The plan of our initial query starts with this overestimation in the outer join branch, and thus it is multiplied with the inner side’s estimation and propagated to the left side of the plan. At the end, we have a huge overestimation  How can we reduce it? Well, we can decompose the big query and extract above query in a table variable, and then join with the other tables. By taking this approach, we would start with 1 instead of 32.078. Let’s ensure that the database is running in the CL 140 and perform the above described change:


ALTER DATABASE DB2019 SET COMPATIBILITY_LEVEL = 140;
GO
DECLARE @t TABLE(id INT PRIMARY KEY, pid INT, c1 CHAR(100));
INSERT INTO @t
SELECT * FROM A
WHERE A.pid = 413032;
SELECT * FROM @t A
INNER JOIN B ON A.id = B.pid
INNER JOIN B C ON C.pid = B.pid
ORDER BY B.C1 DESC;

Let’s check the execution plan:

TVDPart3_6

It looks very good! Nested Loop Joins and only 2MB of memory grant! From 2GB to 2MB with a little help of a table variable! Note, that we did not use LOOP hints anymore; the table variable’s underestimation has corrected the input estimations so that the optimizer decided to use Nested Loop Join operators! The initial estimation in the outer join branch was very wrong, the one in inner branch too, but then we have introduced an underestimation as corrective factor. You can see, that after the first join Actual and Estimated number of rows are very similar (856 vs. 1269). The final estimation is still far away from the actual number of rows, but this maneuver was enough to enforce the optimal execution plan with appropriate memory grant.

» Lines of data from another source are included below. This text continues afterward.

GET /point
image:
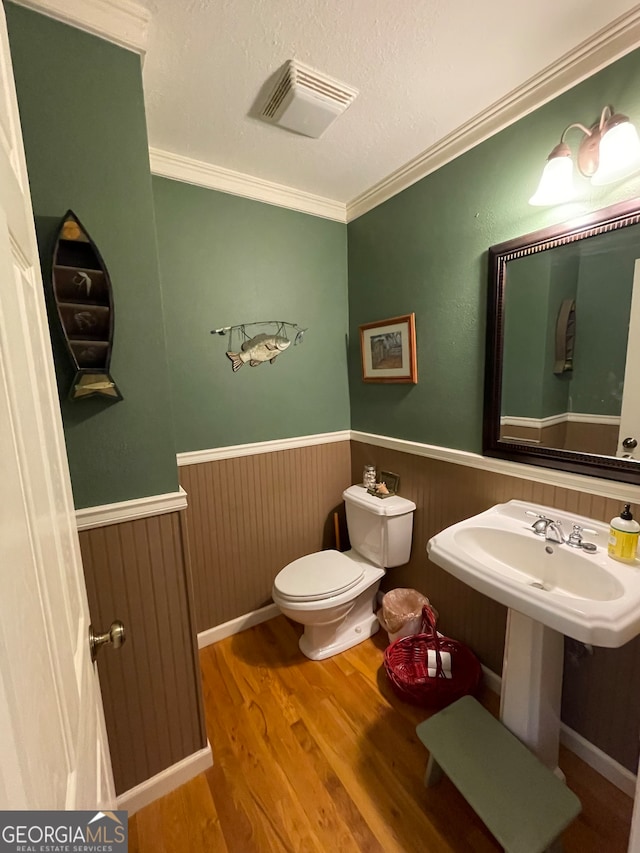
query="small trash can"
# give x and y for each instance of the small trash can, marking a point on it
(401, 612)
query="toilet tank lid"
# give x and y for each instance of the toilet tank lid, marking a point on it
(395, 505)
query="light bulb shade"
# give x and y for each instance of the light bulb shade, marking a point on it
(619, 154)
(556, 184)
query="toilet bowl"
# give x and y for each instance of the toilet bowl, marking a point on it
(333, 594)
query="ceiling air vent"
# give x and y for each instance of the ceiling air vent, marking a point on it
(306, 101)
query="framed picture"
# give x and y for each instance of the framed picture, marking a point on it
(388, 350)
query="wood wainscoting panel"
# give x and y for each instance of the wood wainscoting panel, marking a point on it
(137, 571)
(251, 515)
(600, 696)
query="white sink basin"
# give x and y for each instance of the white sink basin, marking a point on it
(585, 595)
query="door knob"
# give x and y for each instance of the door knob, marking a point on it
(115, 637)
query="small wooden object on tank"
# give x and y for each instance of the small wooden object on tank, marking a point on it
(84, 300)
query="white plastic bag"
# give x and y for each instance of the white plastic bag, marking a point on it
(401, 612)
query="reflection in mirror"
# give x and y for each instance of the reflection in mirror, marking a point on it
(563, 339)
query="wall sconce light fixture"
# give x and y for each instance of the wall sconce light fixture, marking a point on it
(609, 152)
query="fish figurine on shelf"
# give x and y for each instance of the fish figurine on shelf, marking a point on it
(257, 350)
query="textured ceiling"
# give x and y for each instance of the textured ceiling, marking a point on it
(422, 67)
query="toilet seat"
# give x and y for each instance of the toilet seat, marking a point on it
(318, 576)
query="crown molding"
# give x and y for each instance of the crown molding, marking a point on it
(185, 169)
(604, 47)
(123, 22)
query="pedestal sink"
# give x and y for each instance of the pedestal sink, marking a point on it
(551, 589)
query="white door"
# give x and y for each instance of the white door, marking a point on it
(629, 435)
(53, 747)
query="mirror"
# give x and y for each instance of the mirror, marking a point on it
(563, 345)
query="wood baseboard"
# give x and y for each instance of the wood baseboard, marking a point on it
(166, 781)
(602, 763)
(227, 629)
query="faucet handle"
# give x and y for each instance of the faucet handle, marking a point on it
(575, 537)
(540, 526)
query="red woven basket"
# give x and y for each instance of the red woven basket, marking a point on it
(405, 662)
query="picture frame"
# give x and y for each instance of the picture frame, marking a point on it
(388, 350)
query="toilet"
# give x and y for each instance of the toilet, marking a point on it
(333, 594)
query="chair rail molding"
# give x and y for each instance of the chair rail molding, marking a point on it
(578, 482)
(116, 513)
(215, 454)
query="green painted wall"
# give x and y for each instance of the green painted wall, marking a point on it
(425, 250)
(82, 112)
(226, 260)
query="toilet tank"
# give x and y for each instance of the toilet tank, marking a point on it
(380, 529)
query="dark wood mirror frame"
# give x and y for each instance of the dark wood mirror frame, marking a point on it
(609, 467)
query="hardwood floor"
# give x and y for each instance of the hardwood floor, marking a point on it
(321, 756)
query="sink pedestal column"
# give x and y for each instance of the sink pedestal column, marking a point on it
(532, 685)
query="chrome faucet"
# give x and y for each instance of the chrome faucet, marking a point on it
(554, 533)
(540, 526)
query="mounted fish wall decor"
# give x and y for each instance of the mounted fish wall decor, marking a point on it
(257, 347)
(84, 300)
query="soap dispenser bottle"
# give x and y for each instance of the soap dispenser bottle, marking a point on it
(623, 536)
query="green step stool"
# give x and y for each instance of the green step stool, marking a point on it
(521, 801)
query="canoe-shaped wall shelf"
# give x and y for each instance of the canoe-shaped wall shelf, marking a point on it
(84, 300)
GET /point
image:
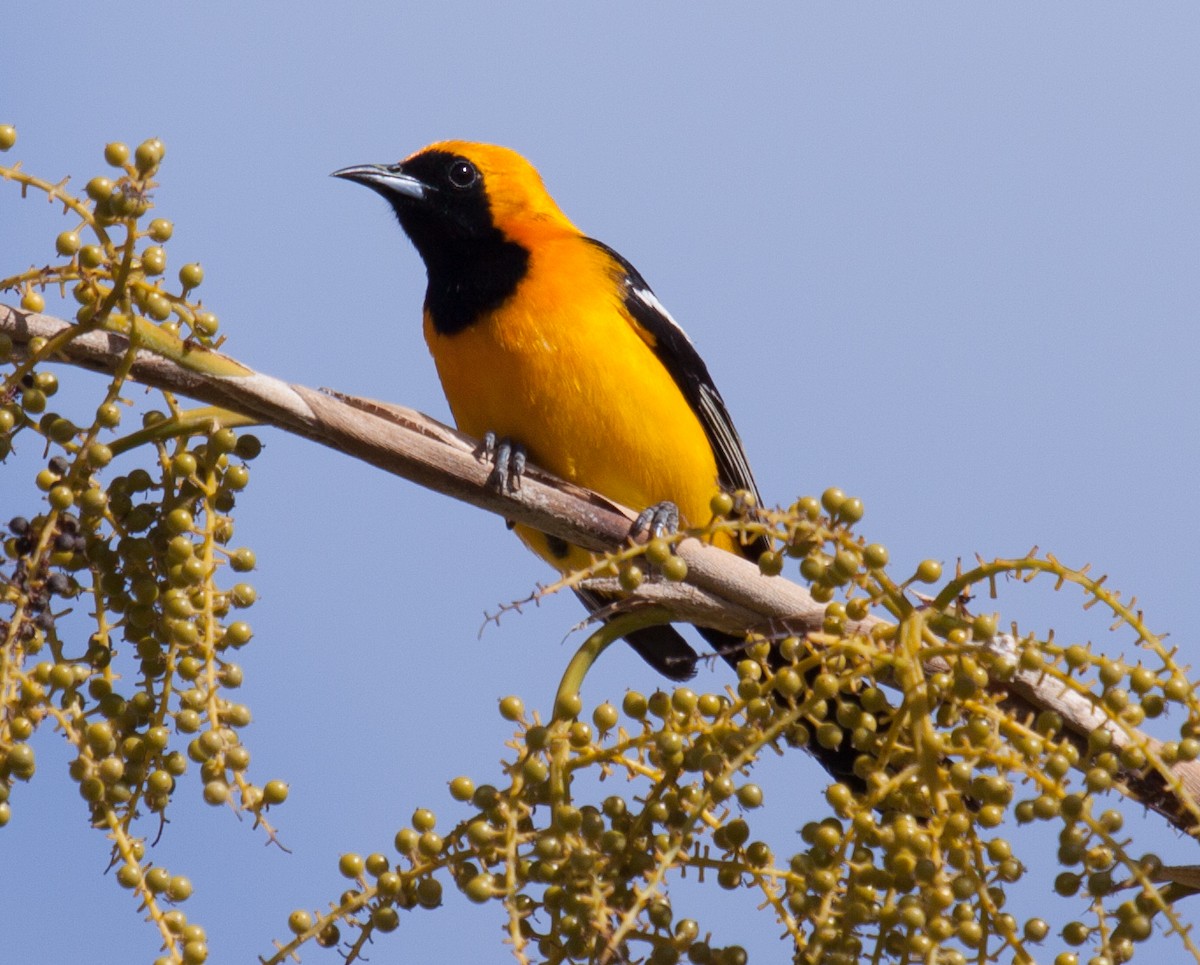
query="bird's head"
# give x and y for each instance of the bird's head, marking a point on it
(457, 192)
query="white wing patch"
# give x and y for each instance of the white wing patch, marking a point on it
(652, 301)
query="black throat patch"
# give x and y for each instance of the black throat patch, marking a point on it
(473, 267)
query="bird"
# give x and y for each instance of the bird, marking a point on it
(552, 347)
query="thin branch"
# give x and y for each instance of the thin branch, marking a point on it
(723, 591)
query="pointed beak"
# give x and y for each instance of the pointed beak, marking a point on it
(387, 180)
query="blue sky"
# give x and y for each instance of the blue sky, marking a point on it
(943, 256)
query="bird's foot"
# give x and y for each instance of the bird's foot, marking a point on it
(659, 520)
(508, 459)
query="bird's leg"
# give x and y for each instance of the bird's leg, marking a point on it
(508, 459)
(659, 520)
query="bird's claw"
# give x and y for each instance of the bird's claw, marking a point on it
(659, 520)
(508, 459)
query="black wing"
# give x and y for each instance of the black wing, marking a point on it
(678, 355)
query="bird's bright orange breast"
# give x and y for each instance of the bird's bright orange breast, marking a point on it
(561, 369)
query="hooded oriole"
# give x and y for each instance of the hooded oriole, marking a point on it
(551, 340)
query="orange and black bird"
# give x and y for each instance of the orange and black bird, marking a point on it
(550, 345)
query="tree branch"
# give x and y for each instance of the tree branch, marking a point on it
(723, 591)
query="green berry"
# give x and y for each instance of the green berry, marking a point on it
(117, 154)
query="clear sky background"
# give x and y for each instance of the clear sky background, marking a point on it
(941, 255)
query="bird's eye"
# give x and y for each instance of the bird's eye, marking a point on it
(463, 174)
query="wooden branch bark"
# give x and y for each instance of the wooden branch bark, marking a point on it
(723, 591)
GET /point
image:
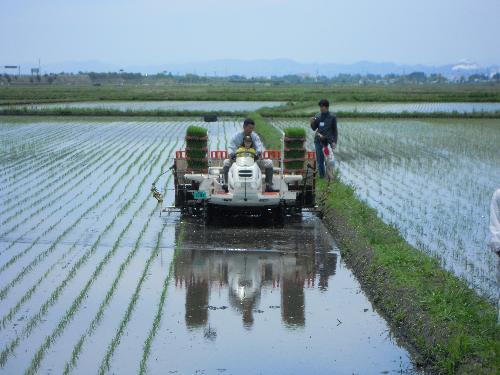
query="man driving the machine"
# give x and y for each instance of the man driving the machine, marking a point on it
(247, 148)
(236, 142)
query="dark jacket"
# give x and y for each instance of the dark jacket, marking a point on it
(326, 125)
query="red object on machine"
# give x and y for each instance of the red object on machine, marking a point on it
(180, 154)
(220, 154)
(272, 154)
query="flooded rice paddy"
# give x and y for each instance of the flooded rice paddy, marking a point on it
(93, 280)
(433, 180)
(161, 105)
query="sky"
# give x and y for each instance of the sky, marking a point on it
(147, 32)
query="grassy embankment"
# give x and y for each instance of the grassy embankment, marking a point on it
(448, 327)
(245, 92)
(285, 111)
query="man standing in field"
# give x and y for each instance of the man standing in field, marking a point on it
(325, 125)
(236, 142)
(495, 236)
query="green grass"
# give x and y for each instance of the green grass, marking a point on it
(269, 135)
(108, 112)
(452, 329)
(386, 115)
(298, 93)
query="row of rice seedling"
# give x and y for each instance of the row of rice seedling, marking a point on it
(143, 366)
(28, 333)
(35, 363)
(105, 364)
(29, 138)
(45, 150)
(32, 265)
(38, 172)
(75, 208)
(67, 178)
(431, 179)
(70, 365)
(69, 148)
(52, 183)
(72, 199)
(36, 319)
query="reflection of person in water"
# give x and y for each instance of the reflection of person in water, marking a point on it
(494, 241)
(244, 274)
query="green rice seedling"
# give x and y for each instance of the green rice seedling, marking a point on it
(105, 364)
(32, 265)
(35, 320)
(295, 133)
(295, 154)
(65, 178)
(111, 153)
(35, 363)
(196, 131)
(157, 320)
(97, 319)
(196, 147)
(40, 256)
(294, 165)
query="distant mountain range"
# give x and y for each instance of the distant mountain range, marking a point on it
(276, 67)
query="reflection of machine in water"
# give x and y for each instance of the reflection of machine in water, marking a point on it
(288, 260)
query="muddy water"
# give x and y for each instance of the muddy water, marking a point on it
(248, 298)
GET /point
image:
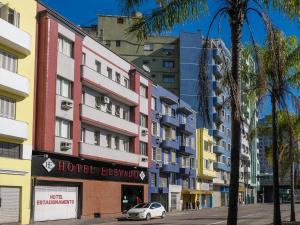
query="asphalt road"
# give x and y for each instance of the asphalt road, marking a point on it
(260, 214)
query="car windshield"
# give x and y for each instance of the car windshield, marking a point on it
(142, 205)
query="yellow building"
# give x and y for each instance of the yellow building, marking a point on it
(17, 68)
(205, 171)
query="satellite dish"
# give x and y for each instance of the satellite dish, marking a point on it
(146, 68)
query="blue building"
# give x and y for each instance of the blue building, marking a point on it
(172, 175)
(220, 115)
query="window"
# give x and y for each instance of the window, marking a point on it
(64, 87)
(183, 118)
(143, 120)
(148, 47)
(109, 108)
(97, 137)
(83, 58)
(153, 179)
(10, 150)
(117, 111)
(107, 43)
(143, 148)
(117, 143)
(166, 157)
(154, 129)
(126, 82)
(125, 114)
(153, 103)
(120, 20)
(168, 64)
(143, 91)
(169, 79)
(65, 46)
(109, 73)
(118, 78)
(98, 66)
(63, 128)
(108, 140)
(173, 157)
(7, 107)
(126, 145)
(82, 135)
(8, 61)
(156, 154)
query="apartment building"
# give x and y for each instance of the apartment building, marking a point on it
(158, 55)
(206, 158)
(92, 138)
(173, 170)
(17, 69)
(219, 125)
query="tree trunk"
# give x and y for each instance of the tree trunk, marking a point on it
(292, 216)
(276, 211)
(235, 93)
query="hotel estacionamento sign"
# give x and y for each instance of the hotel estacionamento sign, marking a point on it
(68, 167)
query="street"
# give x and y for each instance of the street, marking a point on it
(259, 214)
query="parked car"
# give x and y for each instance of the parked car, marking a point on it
(146, 211)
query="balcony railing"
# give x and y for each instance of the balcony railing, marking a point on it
(98, 81)
(105, 120)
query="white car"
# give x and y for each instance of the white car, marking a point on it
(146, 211)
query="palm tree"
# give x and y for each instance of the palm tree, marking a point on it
(171, 12)
(280, 62)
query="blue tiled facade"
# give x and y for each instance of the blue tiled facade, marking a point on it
(220, 119)
(173, 144)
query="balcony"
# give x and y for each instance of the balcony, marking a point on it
(218, 149)
(170, 120)
(170, 168)
(217, 53)
(218, 118)
(217, 101)
(217, 87)
(102, 83)
(112, 154)
(221, 166)
(15, 38)
(14, 83)
(186, 150)
(217, 71)
(187, 128)
(218, 134)
(107, 121)
(13, 129)
(170, 144)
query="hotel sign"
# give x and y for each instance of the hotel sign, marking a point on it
(69, 167)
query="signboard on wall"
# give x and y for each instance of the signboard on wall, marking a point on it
(55, 203)
(70, 167)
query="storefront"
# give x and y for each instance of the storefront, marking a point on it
(67, 187)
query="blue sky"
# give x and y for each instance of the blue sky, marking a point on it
(85, 13)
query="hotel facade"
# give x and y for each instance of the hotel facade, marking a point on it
(17, 72)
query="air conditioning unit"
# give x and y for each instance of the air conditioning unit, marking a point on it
(65, 146)
(144, 159)
(158, 164)
(144, 132)
(66, 105)
(105, 100)
(158, 115)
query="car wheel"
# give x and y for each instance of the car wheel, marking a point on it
(148, 216)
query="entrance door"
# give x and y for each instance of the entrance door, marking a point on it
(9, 205)
(129, 196)
(55, 203)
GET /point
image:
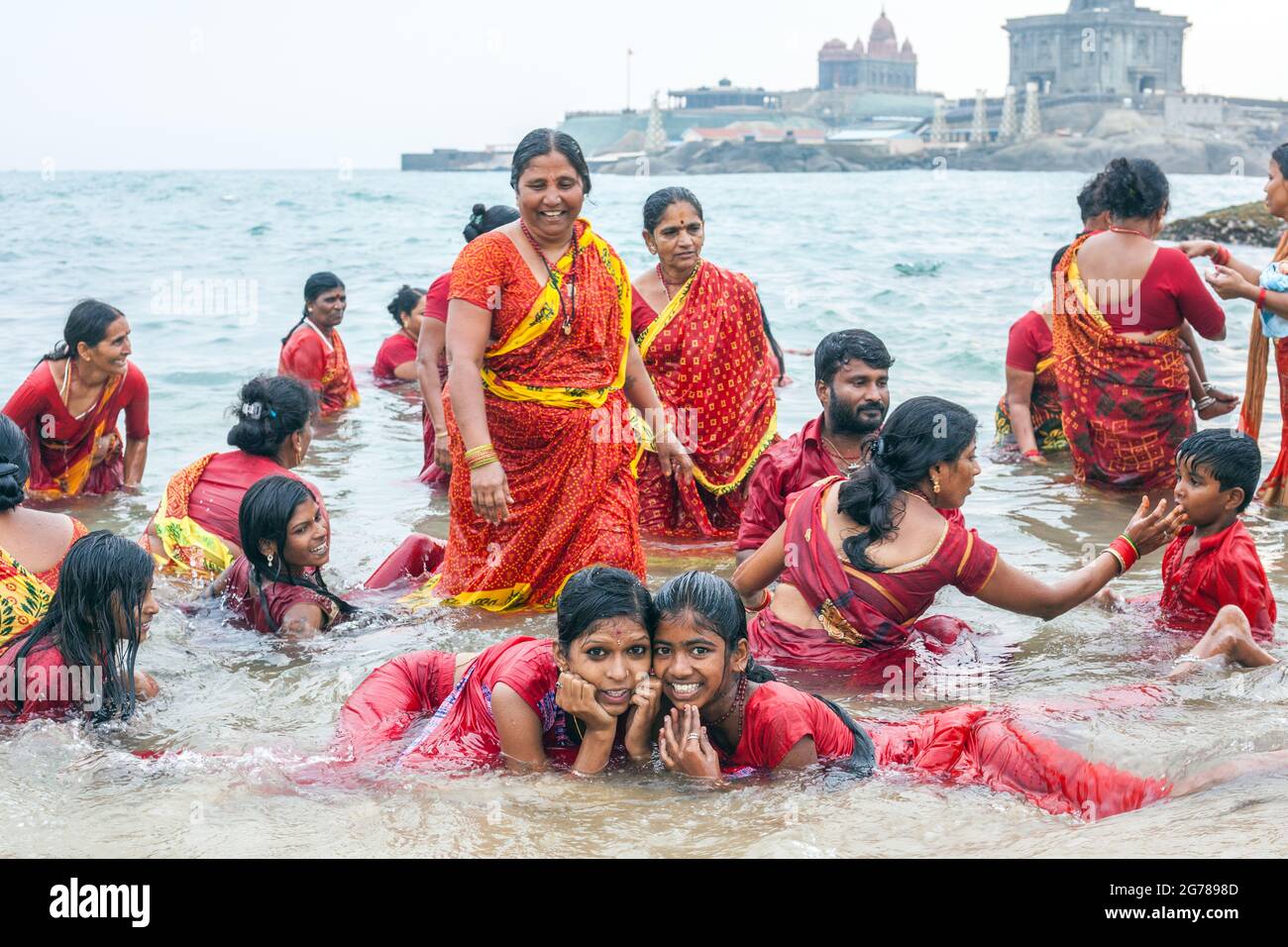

As you might guess, new behavior of table variables in SQL Server 2019 will undo our cardinality correction efforts. Let’s change the compatibility level and run the query again:

ALTER DATABASE DB2019 SET COMPATIBILITY_LEVEL = 150;
GO
DECLARE @t TABLE(id INT PRIMARY KEY, pid INT, c1 CHAR(100));
INSERT INTO @t
SELECT * FROM A
WHERE A.pid = 413032;
SELECT * FROM @t A
INNER JOIN B ON A.id = B.pid
INNER JOIN B C ON C.pid = B.pid
ORDER BY B.C1 DESC;

I have executed this query with the Include Live Query Statistics option, and after two minutes, the execution looked like this:

TVDPart3_7

SQL Server estimates that 3% of processing is done; with this tempo in ca. 60 minutes, the query execution will be finished. And it will still return 3.222 rows only.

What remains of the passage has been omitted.